Меншиков отъезжал от Петербурга, а по городу ходили слухи о его непомерных злоупотреблениях; что он, не довольствуясь своим положением, зарился на императорскую корону; что будто найдено письмо, которое он заготовил к прусскому двору с просьбой дать ему взаймы десять миллионов, обещая возвратить в два раза больше, как только сядет на российский престол; что уже были отданы приказы удалить под разными предлогами гвардейских офицеров и заменить их преданными Меншикову. Говорили будто бы о незаконном завещании; что будто бы голштинский герцог и князь Меншиков заставили цесаревну Елисавету подписать завещание вместо матери, которая ничего про то не знала.
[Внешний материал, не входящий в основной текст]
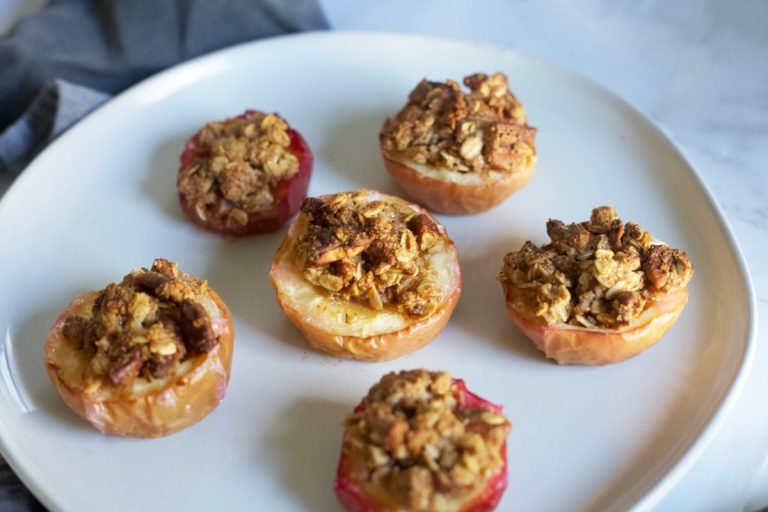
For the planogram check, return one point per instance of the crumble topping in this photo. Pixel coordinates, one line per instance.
(372, 251)
(480, 131)
(146, 325)
(237, 164)
(416, 440)
(599, 273)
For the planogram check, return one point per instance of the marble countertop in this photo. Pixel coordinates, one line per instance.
(697, 68)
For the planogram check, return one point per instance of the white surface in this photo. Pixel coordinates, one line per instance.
(603, 437)
(698, 68)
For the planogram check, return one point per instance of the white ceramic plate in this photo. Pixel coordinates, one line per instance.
(101, 200)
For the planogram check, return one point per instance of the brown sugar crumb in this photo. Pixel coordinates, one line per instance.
(371, 251)
(239, 161)
(415, 439)
(599, 273)
(144, 326)
(444, 127)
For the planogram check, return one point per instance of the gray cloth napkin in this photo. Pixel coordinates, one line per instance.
(62, 62)
(67, 59)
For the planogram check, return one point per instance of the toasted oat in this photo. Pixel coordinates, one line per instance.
(371, 251)
(599, 273)
(416, 439)
(144, 326)
(239, 162)
(443, 127)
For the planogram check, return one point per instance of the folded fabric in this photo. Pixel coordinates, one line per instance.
(51, 59)
(71, 56)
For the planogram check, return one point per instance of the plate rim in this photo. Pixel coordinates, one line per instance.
(659, 486)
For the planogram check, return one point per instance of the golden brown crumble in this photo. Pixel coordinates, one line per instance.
(443, 127)
(599, 273)
(238, 163)
(372, 251)
(415, 439)
(145, 325)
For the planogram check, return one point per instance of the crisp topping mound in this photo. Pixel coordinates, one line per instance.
(373, 251)
(146, 325)
(599, 273)
(446, 128)
(415, 439)
(239, 161)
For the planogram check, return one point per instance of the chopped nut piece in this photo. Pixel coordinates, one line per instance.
(444, 127)
(371, 251)
(145, 325)
(599, 273)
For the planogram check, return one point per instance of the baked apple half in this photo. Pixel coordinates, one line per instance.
(146, 357)
(457, 152)
(367, 276)
(245, 175)
(420, 441)
(600, 292)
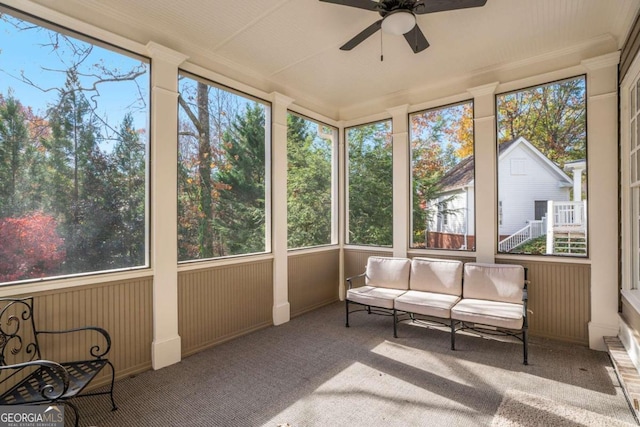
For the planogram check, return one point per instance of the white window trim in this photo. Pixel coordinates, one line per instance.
(629, 232)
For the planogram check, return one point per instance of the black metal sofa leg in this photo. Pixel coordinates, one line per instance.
(526, 347)
(346, 304)
(395, 323)
(113, 380)
(75, 412)
(453, 334)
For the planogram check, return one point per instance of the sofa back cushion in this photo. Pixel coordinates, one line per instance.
(387, 272)
(495, 282)
(436, 275)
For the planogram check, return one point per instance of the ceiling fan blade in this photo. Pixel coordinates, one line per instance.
(362, 36)
(431, 6)
(416, 40)
(360, 4)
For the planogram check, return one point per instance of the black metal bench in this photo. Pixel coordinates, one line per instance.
(27, 379)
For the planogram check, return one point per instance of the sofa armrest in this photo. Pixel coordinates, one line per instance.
(351, 279)
(97, 350)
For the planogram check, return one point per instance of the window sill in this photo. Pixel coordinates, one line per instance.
(633, 298)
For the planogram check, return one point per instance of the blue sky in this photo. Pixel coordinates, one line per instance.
(27, 50)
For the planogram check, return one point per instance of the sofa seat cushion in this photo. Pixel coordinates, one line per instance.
(426, 303)
(495, 282)
(493, 313)
(374, 296)
(436, 275)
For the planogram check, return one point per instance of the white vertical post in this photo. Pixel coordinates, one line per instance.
(602, 140)
(342, 204)
(551, 220)
(577, 184)
(486, 172)
(401, 174)
(166, 346)
(281, 307)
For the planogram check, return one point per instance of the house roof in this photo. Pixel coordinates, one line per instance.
(292, 46)
(462, 174)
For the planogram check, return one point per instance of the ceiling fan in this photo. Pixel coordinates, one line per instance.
(399, 17)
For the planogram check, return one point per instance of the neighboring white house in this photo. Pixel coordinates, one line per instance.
(527, 182)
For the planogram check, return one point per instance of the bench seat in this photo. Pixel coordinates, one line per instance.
(427, 303)
(493, 313)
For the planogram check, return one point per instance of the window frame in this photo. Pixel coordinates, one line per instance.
(83, 33)
(268, 125)
(442, 219)
(335, 145)
(347, 241)
(558, 256)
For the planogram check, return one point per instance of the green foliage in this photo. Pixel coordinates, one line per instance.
(308, 184)
(13, 139)
(441, 139)
(241, 208)
(552, 117)
(370, 185)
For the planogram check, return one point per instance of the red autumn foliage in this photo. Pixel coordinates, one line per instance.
(30, 247)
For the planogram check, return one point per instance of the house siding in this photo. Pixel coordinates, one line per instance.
(518, 191)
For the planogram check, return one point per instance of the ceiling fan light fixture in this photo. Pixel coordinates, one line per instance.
(399, 22)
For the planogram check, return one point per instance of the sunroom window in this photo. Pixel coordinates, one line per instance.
(222, 163)
(310, 182)
(73, 153)
(370, 184)
(443, 178)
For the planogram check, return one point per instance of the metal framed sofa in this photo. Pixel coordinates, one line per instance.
(488, 299)
(435, 287)
(494, 302)
(385, 279)
(28, 379)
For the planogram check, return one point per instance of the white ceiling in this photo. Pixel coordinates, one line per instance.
(292, 46)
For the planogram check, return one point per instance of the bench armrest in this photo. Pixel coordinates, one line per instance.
(351, 279)
(96, 350)
(58, 377)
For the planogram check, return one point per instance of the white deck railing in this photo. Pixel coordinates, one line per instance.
(532, 230)
(568, 213)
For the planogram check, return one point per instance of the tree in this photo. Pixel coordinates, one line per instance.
(241, 219)
(206, 113)
(441, 139)
(308, 184)
(13, 141)
(30, 248)
(74, 160)
(370, 185)
(129, 159)
(552, 117)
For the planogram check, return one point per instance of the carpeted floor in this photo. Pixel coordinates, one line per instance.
(313, 371)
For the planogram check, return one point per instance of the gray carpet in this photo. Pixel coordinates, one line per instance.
(313, 371)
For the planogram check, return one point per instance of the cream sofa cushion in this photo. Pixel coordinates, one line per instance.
(426, 303)
(436, 275)
(495, 282)
(374, 296)
(493, 313)
(387, 272)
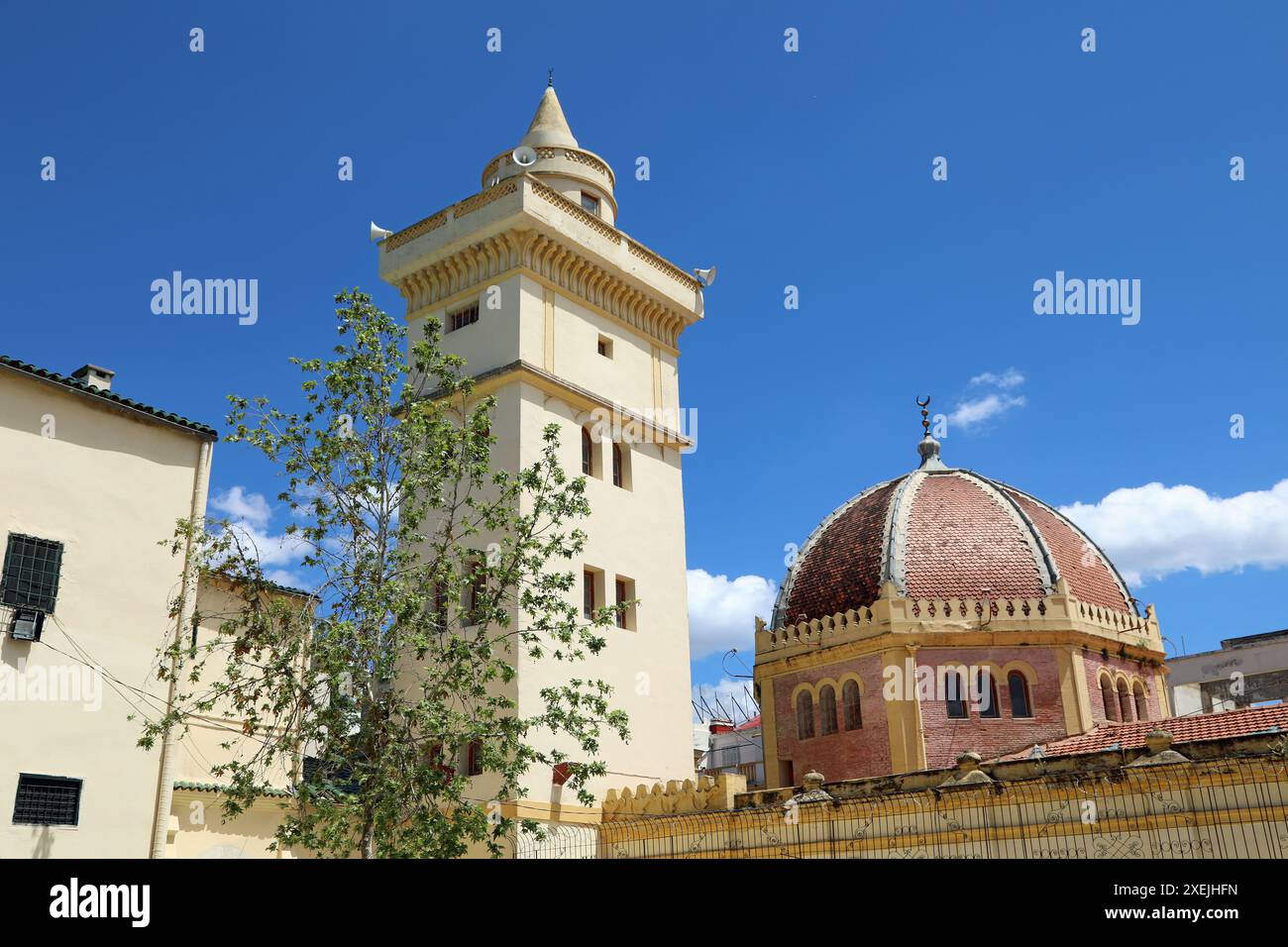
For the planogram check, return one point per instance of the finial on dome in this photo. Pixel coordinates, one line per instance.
(928, 447)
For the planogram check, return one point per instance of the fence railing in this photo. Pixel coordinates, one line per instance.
(1235, 808)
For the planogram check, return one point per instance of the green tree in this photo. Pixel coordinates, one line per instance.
(436, 574)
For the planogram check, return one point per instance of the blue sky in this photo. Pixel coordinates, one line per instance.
(810, 169)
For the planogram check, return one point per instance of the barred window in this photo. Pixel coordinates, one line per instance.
(1019, 686)
(31, 573)
(465, 316)
(1141, 702)
(853, 705)
(827, 709)
(990, 706)
(805, 715)
(954, 690)
(47, 800)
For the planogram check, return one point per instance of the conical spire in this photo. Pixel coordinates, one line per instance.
(549, 125)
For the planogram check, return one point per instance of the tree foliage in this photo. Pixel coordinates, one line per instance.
(436, 577)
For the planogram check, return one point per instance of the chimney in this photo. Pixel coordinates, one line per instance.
(94, 376)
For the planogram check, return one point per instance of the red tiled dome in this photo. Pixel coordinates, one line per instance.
(938, 534)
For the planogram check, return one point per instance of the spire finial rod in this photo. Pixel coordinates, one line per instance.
(928, 447)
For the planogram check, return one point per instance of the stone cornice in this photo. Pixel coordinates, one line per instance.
(966, 622)
(531, 226)
(554, 261)
(644, 429)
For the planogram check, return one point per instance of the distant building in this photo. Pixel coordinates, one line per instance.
(735, 750)
(1245, 672)
(941, 612)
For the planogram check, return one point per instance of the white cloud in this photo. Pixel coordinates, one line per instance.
(1154, 531)
(240, 505)
(979, 410)
(1012, 377)
(722, 611)
(249, 515)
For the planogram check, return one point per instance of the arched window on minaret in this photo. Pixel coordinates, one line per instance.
(827, 709)
(1107, 693)
(954, 692)
(1141, 701)
(1019, 686)
(805, 715)
(853, 705)
(1126, 709)
(990, 706)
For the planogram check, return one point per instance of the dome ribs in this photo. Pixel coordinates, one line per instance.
(840, 567)
(1090, 577)
(961, 544)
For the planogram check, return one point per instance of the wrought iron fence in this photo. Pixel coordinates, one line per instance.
(1235, 808)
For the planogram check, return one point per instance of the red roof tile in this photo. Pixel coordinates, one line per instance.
(961, 543)
(960, 534)
(1184, 729)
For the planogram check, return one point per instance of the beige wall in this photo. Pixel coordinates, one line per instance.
(108, 486)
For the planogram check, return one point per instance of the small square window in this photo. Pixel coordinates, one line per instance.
(31, 570)
(465, 316)
(47, 800)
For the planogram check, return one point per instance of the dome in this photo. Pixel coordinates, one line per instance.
(943, 532)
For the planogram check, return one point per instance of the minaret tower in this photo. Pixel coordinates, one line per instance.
(565, 318)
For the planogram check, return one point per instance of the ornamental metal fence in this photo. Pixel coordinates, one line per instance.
(1232, 808)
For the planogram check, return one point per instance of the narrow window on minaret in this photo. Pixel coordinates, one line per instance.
(588, 454)
(588, 595)
(463, 317)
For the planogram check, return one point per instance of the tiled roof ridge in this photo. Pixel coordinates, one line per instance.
(803, 554)
(1189, 728)
(112, 397)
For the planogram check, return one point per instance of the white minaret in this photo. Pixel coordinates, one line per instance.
(567, 320)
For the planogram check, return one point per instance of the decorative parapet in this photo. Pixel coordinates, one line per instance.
(548, 193)
(455, 213)
(893, 613)
(677, 797)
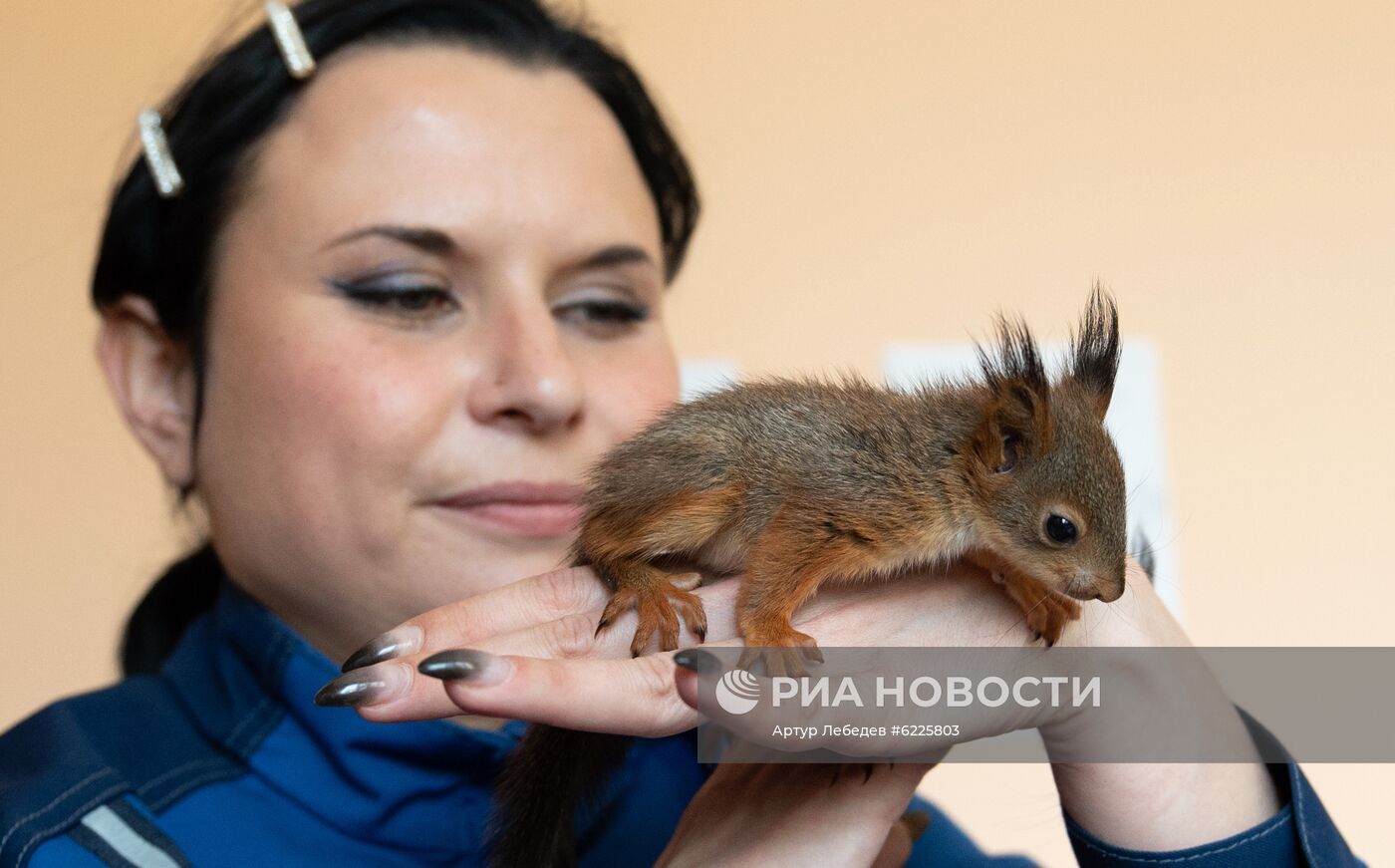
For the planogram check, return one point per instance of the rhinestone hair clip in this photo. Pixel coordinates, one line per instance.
(300, 63)
(167, 180)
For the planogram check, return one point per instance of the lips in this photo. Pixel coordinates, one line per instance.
(519, 508)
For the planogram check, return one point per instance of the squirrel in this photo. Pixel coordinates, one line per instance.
(797, 483)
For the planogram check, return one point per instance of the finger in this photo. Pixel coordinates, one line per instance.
(467, 623)
(400, 691)
(627, 697)
(904, 832)
(395, 691)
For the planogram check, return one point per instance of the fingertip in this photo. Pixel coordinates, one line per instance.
(686, 682)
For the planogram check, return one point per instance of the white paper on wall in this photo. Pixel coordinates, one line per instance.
(1134, 422)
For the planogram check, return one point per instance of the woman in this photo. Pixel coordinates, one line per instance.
(394, 313)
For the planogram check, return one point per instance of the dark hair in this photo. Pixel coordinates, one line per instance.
(160, 248)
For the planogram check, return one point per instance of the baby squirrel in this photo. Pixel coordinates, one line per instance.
(797, 483)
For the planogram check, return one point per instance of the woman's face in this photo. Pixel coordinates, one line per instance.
(435, 304)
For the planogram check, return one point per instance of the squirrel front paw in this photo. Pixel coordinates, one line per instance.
(1049, 616)
(659, 606)
(784, 652)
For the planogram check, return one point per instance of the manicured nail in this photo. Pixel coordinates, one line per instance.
(365, 687)
(698, 661)
(480, 669)
(916, 823)
(394, 644)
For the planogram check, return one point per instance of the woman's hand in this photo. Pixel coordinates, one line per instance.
(533, 655)
(797, 815)
(533, 652)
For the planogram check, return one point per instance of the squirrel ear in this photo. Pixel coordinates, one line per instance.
(1094, 351)
(1017, 414)
(1015, 426)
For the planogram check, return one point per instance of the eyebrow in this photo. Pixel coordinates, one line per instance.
(429, 240)
(436, 241)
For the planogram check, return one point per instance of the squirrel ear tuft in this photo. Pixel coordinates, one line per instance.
(1017, 415)
(1094, 351)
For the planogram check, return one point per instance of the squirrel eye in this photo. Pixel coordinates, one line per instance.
(1060, 529)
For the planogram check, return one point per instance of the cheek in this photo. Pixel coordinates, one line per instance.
(313, 442)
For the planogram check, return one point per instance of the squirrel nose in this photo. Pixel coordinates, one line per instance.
(1111, 593)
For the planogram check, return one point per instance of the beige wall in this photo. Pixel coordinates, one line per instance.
(875, 170)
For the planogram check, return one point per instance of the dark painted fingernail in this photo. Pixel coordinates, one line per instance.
(466, 665)
(363, 687)
(393, 644)
(698, 661)
(916, 822)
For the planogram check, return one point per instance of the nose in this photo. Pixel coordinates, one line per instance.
(527, 380)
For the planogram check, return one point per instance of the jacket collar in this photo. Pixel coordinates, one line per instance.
(248, 680)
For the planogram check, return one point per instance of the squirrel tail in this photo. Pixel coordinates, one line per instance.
(550, 774)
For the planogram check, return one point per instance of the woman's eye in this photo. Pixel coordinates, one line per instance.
(607, 313)
(411, 302)
(1060, 529)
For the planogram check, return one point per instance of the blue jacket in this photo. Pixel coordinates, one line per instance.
(223, 759)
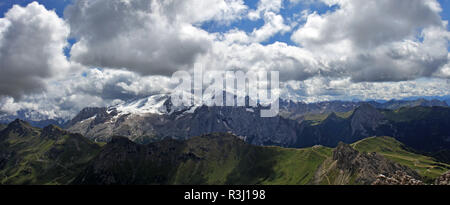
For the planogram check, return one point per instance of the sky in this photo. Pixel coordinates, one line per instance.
(59, 56)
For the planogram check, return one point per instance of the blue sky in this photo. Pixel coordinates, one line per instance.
(288, 11)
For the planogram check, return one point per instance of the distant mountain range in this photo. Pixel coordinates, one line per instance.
(30, 155)
(159, 104)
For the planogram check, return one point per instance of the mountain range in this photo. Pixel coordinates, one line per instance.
(423, 125)
(150, 141)
(51, 155)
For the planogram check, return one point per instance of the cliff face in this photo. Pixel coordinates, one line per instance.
(365, 168)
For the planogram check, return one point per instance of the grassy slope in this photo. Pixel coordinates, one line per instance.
(36, 160)
(230, 161)
(396, 151)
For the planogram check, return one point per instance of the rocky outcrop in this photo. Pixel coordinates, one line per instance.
(366, 168)
(443, 180)
(399, 178)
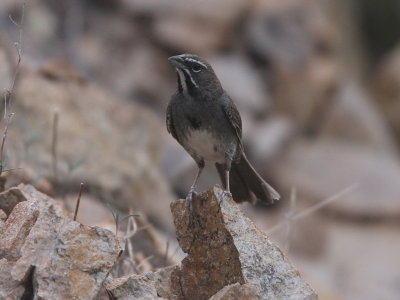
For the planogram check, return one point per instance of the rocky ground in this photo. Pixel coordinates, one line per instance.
(317, 85)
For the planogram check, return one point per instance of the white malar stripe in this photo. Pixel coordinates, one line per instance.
(182, 80)
(195, 61)
(191, 78)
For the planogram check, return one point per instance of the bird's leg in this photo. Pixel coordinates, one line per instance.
(227, 191)
(227, 165)
(189, 196)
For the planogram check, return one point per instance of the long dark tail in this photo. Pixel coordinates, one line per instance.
(246, 184)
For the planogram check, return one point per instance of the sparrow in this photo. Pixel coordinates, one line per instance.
(206, 123)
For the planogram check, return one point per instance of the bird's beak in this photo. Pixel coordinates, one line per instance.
(177, 61)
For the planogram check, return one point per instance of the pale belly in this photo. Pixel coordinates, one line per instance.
(205, 145)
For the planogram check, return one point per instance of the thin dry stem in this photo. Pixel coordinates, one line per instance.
(315, 207)
(8, 94)
(289, 219)
(3, 141)
(78, 201)
(54, 159)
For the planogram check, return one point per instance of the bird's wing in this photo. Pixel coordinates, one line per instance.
(170, 124)
(233, 116)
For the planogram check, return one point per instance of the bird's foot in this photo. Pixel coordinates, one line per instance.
(226, 194)
(189, 198)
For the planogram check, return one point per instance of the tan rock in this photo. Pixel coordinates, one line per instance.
(386, 87)
(153, 285)
(41, 247)
(237, 292)
(111, 145)
(323, 169)
(224, 247)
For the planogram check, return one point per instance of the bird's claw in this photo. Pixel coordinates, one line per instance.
(189, 198)
(226, 194)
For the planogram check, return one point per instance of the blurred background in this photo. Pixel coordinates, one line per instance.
(317, 83)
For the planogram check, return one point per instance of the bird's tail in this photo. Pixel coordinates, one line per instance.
(246, 184)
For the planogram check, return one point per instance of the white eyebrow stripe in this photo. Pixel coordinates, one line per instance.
(195, 61)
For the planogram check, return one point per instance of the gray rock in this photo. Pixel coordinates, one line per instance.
(111, 145)
(41, 247)
(224, 247)
(237, 292)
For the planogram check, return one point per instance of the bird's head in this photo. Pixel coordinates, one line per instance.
(195, 75)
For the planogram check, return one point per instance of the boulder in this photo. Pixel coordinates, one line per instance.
(44, 254)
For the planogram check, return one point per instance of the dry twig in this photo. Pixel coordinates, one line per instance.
(8, 93)
(78, 201)
(54, 146)
(315, 207)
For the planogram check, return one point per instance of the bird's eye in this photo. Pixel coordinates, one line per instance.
(196, 68)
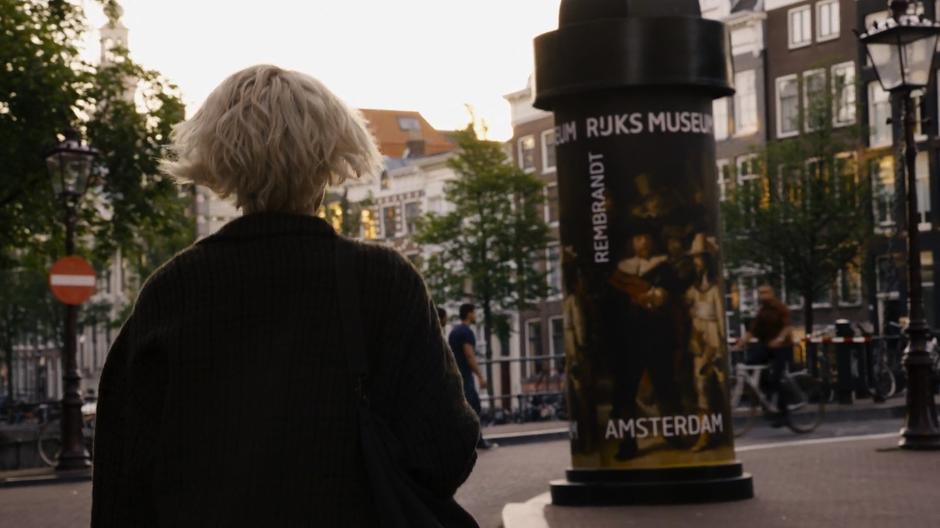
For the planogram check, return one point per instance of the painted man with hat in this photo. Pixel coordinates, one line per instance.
(706, 308)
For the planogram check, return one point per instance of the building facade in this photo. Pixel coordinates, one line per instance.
(541, 329)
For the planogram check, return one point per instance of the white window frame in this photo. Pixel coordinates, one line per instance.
(722, 164)
(722, 128)
(778, 101)
(527, 362)
(872, 125)
(838, 22)
(404, 211)
(751, 128)
(520, 150)
(553, 295)
(861, 296)
(546, 168)
(805, 114)
(548, 205)
(556, 361)
(807, 27)
(385, 233)
(844, 66)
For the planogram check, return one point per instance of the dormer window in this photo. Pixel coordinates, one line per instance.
(409, 124)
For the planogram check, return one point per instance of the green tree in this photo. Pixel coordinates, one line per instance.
(124, 110)
(805, 218)
(344, 215)
(490, 245)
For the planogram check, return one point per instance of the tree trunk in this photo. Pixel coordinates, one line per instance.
(808, 311)
(488, 346)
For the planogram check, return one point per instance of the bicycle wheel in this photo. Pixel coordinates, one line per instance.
(884, 385)
(745, 406)
(49, 443)
(806, 404)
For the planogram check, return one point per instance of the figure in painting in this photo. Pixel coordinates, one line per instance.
(706, 308)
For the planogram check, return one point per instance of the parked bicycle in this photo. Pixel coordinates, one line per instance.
(49, 440)
(805, 395)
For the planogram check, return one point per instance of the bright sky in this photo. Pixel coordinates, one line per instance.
(433, 56)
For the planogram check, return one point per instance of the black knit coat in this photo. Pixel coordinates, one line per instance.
(226, 399)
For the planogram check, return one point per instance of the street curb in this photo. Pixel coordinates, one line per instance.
(46, 478)
(528, 437)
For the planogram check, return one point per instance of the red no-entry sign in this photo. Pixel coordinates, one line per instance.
(72, 280)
Кто-то уже насчитал, что при аресте у Меншикова отобрано 14 миллионов рублей и сто пять фунтов золота в слитках, посуде и других вещах. Одни предсказывали, что Меншикова не оставят в Раненбурге, а вместе со свояченицей зашлют в Сибирь, а жену с детьми оставят на свободе, потому как они не столь зловредны. А другие утверждали, что муж и жена – одна сатана, а потому недолго наживут.

III

Слухами земля полнится, и дошли известия до заморских венецейских краев, что новый русский молодой второй император Петр не столь привержен к мореходству, как его покойный дед Петр I, а потому в треклятом навигацком обучении может послабленье выйти и будущие моряки так сухопутными и останутся. Но надо не ждать, когда такое станется, а самому быть расторопнее, ходатайствовать перед высокими чиновными лицами о вызволении из навигацкой науки.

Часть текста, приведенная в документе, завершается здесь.